The cost is based specifically upon the number of locations accessing the Cloud Volumes shares; hence your subscription will only increase if the total number of locations/edge instances increases. This is independent of the cloud infrastructure, number of users, amount of storage, etc. This allows for flexibility in a changing organization as business needs evolve.
A GFC deployment includes a License Management Server (LMS) which registers your site-based subscription with the GFC subscription service. This LMS instance keeps track of the licensed edges in your enterprise and regularly updates your subscription details with the GFC subscription service, i.e. contract end date or amount of sites licensed for.
GFC licensing is an annual subscription, which by most accounting standards would be recognized as OPEX. We do offer multi-year subscriptions, as well, which are normally treated the same way.
GFC, is unique in that it's not a 'replication/synchronization' (R/S) architecture, but instead is based upon truly a single authoritative instance of data. Consider having a building with your users spread over 25 floors: would you have a file server on each floor, and try to replicate/synchronize the data across these? Or, would you have everyone (regardless of the floor they are on) use a single, secure file server in the basement? This is the GFC approach. Further, GFC is all-software, without the requirement for dedicated hardware at each location. GFC uniquely scales across limitless distributed office locations and user counts, and supports all major hyperscalers simultaneously.
Typically, more than 80% of the total data sets are considered inactive...we just never know which ones they are, hence data needs to be seamlessly available. The GFC solution allows for consolidation of data and integration into the cloud of your choice to reduce complexity, maximize data protection, reduce overall storage total cost of ownership (TCO) by 60-80%, and provision resources more rapidly.

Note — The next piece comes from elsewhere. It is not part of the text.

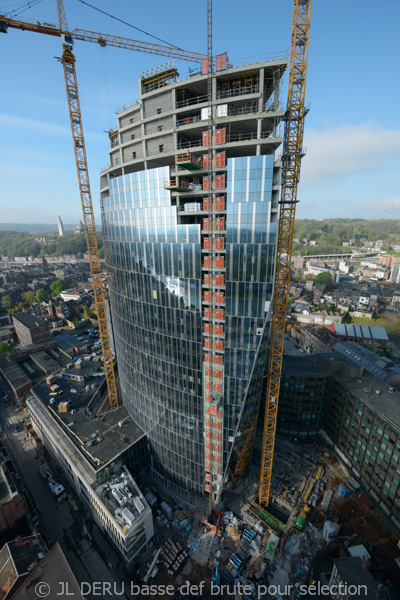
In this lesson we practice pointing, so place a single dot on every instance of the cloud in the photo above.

With your data centralized into an authoritative single set in your cloud of choice, GFC allows you to collapse extensive and expensive storage, along with backups, to see immediate savings. Not only are you able to eliminate backups, but also BCDR planning/testing, audit/compliance work, etc. to reduce the overall server and storage footprint across all of your distributed locations.
No, GFC does not control or manage your data; that's the domain of your data storage/management platform, Cloud Volumes, based upon the industry-leading ONTAP operating system. ONTAP gives you complete control of where it resides, on which resources, and how it's backed up, archived, and secured to meet your organizations specific needs for RTO/RPOs, SLAs, BCDR strategies, etc.
Not quite. Remember, GFC is unique in its single instance of authoritative data architecture. With GFC's global file locking mechanism, there is no need for distributed locks to be kept in sync via metadata synching. This allows GFC to maintain strict data consistency and integrity regardless of which user is accessing what information. When any application/user accesses the central authoritative copy of the file directly or through a GFC edge, a file lock is placed immediately on the central authoritative file. Any other app/user requesting access to edit the file will receive notification that the file is locked and in use, just as if they were in the same location using the same file server. Since GFC doesn’t replicate locking information across all sites, it doesn't rely on maintaining lock synchronization databases, which introduces the opportunity for data inconsistency and loss.